A colour image of Pluto taken by New Horizons unveiled rounded and bizarrely textured mountains, informally named the Tartarus Dorsa, rise up along Pluto's day-night terminator.
The image also shows intricate but puzzling patterns of blue-gray ridges and reddish material in between.
"It looks more like tree bark or dragon scales than geology," said William McKinnon, New Horizons Geology, Geophysics and Imaging (GGI) team deputy lead from Washington University.
"This'll really take time to figure out; maybe it's some combination of internal tectonic forces and ice sublimation driven by Pluto's faint sunlight," he said.
The "snakeskin" image of Pluto's surface is just one tantalising piece of data New Horizons sent back.
The spacecraft also captured the highest-resolution colour view yet of Pluto, as well as detailed spectral maps and other high-resolution images.

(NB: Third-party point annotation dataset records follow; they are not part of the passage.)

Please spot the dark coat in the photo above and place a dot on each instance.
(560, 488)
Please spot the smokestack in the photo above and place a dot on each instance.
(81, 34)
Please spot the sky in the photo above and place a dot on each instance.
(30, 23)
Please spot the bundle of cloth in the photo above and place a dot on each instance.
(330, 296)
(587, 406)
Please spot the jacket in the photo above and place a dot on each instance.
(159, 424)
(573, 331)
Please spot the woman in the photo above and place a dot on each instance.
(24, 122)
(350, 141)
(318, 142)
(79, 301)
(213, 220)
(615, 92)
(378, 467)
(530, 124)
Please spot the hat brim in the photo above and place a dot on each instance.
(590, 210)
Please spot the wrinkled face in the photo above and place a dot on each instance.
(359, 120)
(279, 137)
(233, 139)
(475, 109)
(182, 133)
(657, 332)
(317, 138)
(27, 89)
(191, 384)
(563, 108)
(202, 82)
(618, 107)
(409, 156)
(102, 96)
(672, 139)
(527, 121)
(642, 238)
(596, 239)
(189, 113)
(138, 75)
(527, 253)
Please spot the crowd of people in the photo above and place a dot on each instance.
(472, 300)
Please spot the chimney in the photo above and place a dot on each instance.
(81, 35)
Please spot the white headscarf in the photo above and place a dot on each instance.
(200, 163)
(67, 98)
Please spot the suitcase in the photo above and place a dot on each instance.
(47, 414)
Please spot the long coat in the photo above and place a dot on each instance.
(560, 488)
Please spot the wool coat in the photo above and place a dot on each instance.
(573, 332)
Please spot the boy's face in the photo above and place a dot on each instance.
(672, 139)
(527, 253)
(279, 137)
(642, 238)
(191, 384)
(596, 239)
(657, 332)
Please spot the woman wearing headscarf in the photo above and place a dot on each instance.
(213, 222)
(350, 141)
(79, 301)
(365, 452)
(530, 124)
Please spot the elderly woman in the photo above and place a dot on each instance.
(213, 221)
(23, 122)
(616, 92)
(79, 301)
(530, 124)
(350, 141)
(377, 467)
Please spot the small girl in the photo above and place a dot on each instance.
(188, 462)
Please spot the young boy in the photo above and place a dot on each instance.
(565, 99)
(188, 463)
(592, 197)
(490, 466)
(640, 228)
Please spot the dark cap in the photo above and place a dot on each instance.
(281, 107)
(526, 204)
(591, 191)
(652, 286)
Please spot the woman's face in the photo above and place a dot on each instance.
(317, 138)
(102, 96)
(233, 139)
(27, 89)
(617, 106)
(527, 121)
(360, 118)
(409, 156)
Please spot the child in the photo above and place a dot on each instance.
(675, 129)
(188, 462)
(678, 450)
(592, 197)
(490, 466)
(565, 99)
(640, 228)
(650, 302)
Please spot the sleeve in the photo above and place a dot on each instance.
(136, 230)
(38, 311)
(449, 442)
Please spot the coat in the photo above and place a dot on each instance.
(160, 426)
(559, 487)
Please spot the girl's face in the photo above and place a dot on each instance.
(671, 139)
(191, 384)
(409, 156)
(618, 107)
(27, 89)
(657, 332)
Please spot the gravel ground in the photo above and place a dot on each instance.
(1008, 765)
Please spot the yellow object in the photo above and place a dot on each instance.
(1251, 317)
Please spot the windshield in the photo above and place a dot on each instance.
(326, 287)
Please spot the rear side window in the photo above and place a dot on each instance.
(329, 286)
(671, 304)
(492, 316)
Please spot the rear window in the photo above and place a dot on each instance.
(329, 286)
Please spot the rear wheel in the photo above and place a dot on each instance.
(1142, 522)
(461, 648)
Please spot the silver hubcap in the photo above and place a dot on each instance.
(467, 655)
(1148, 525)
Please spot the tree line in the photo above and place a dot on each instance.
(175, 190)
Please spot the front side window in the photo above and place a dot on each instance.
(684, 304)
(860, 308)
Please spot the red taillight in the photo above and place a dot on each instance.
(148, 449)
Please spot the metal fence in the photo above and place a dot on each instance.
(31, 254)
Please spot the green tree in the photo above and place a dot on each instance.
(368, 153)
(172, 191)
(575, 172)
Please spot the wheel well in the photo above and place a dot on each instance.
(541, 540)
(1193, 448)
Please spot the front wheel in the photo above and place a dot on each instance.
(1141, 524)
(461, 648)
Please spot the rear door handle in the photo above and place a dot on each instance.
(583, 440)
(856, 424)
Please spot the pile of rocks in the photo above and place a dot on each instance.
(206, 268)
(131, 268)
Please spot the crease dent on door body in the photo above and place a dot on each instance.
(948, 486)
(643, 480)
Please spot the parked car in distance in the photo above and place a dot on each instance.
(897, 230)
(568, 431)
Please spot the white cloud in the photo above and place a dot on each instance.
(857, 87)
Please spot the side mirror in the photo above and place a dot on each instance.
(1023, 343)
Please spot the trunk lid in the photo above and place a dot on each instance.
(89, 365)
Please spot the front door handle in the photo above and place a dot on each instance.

A new "extended colour" view of Pluto - taken by MVIC on July 14 shows the extraordinarily rich colour palette of Pluto.
"Pluto's surface colours were enhanced in this view to reveal subtle details in a rainbow of pale blues, yellows, oranges, and deep reds," said John Spencer, a GGI deputy lead from Southwest Research Institute (SwRI) in Boulder, Colorado.
These images - the highest-resolution yet available of Pluto - show features that resemble dunes, the older shoreline of a shrinking glacial ice lake, and fractured, angular water ice mountains with sheer cliffs.
A closer look at the smooth, bright surface of the informally named Sputnik Planum shows that it is pockmarked by dense patterns of pits, low ridges and scalloped terrain.
Dunes of bright volatile ice particles are a possible explanation but the ices of Sputnik may be especially susceptible to sublimation and formation of such corrugated ground, researchers said.
Sputnik Planum has abundant methane, while the region informally named Cthulhu Regio shows none, aside from a few isolated ridges and crater rims. Mountains along the west flank of Sputnik lack methane as well.